In 1916, Menin Road was the route that Allied troops took from Ypres to the front line.
Today, the front line is gone but the road still exists (Menenstraat) and if you leave Ypres from the Menin Gate, it’s a quick 10-minute walk to the cemetery. This is one of the few wartime burial grounds that remained in Allied hands throughout the entire war.
Earlier in the war, across the street was the Menin Road North Cemetery. Parts of the North graveyard were destroyed by artillery and after the war, the North and South Cemeteries were consolidated into one.
Frank Harold Hirtle (#478799) was born on November 9th, 1894. He attested in Halifax to the Royal Canadian Regiment (the RCRs) on October 31, 1914, and is listed as being 5’3 and a half inches, 123 lbs, with brown hair, brown eyes, a scar on his left thigh, and scars on his knees. He was KIA on August 17, 1916.
There are no surprises in Frank’s records other than numerous transcription mistakes; his records are mixed with another soldier (Frank Leopold Hirtle), he is listed in burial records as Frank Thirtle, and his military records list death in France even though the RCRs were active at Zillebeke (Belgium) that day.
Two people from the RCRs died on August 17, 1916: Frank and Pte. Wilfred Le Page. Their death records say that Frank died in the trenches at Sanctuary Wood and Wilfred died in the trenches at Zillebeke. I suspect the two may have been in the same place (Sanctuary Wood is in Zillebeke); that they died together. Records support that they were buried together. Ironically, both had scars on their left legs.
The RCR war diaries for that day state,
“Rain during the day making the waking very difficult. Enemy Artillery kept up a heavy shelling of our front line all day today but stopped at dusk. Night was quite quiet. Raiding party of Lieut. BOLE and 16 O.R. [Other Ranks] with support party under Lieut. CHURCHILL. See O.O. 25. Attached.”
O.O. 25. states that the only activity from the RCRs was a raiding party at Zillebeke. The intelligence report after states:
“At 3 a.m. the tube was fired successfully and a raiding party under Lieut. BOLE left our sap and attempted to rush enemy trench by means of the gap created in the wire. When the leading men got through the wire they were caught by enemy machine gun fire and bombs and every member of the raiding party except Lieut. BOLE was either wounded or killed.”
The same report states that Bole got all the wounded out of the trenches that night; and, the casualties were high:
“Our casualties were:- 1 killed and 15 wounded, two or three of whom I regret to say will probably die.”
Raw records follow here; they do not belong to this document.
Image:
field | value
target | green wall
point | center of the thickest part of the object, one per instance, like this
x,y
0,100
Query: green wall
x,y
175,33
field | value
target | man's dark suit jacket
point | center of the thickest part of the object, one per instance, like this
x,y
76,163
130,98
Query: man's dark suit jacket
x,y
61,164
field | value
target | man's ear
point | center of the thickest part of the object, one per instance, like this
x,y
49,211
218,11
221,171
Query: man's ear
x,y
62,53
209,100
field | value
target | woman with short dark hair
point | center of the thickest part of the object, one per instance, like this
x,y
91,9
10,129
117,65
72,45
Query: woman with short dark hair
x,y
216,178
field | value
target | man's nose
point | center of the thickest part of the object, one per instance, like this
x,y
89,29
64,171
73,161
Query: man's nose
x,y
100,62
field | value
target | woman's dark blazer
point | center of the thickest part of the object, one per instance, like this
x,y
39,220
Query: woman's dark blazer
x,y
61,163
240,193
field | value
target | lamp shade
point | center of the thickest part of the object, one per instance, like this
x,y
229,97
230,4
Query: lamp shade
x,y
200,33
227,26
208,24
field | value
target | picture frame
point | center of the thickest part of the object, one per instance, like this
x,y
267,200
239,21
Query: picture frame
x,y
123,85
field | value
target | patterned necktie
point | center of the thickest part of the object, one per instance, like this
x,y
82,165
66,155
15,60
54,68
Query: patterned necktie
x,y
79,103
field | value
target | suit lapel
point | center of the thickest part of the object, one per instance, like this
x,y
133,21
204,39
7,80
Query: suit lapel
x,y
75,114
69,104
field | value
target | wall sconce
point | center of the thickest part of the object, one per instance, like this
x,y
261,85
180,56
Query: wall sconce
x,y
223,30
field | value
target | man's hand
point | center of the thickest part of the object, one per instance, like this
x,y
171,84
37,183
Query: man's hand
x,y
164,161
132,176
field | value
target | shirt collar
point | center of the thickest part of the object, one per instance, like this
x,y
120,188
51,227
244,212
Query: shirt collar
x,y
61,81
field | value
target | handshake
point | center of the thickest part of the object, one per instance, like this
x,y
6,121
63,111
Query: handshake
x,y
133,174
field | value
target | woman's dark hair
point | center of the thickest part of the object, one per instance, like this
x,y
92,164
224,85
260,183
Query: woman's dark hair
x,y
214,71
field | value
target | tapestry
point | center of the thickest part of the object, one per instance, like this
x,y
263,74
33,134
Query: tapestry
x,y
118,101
Because soldiers who go out on raiding parties don’t carry identification… and because the raid was in the enemy trench, I suspect that both Frank and Wilfred were wounded, carried out of the trench, and later died of their wounds. Their identity and burial location are known so they weren’t left behind. Also, the Menin Road South Cemetery was primarily used by Field Ambulances.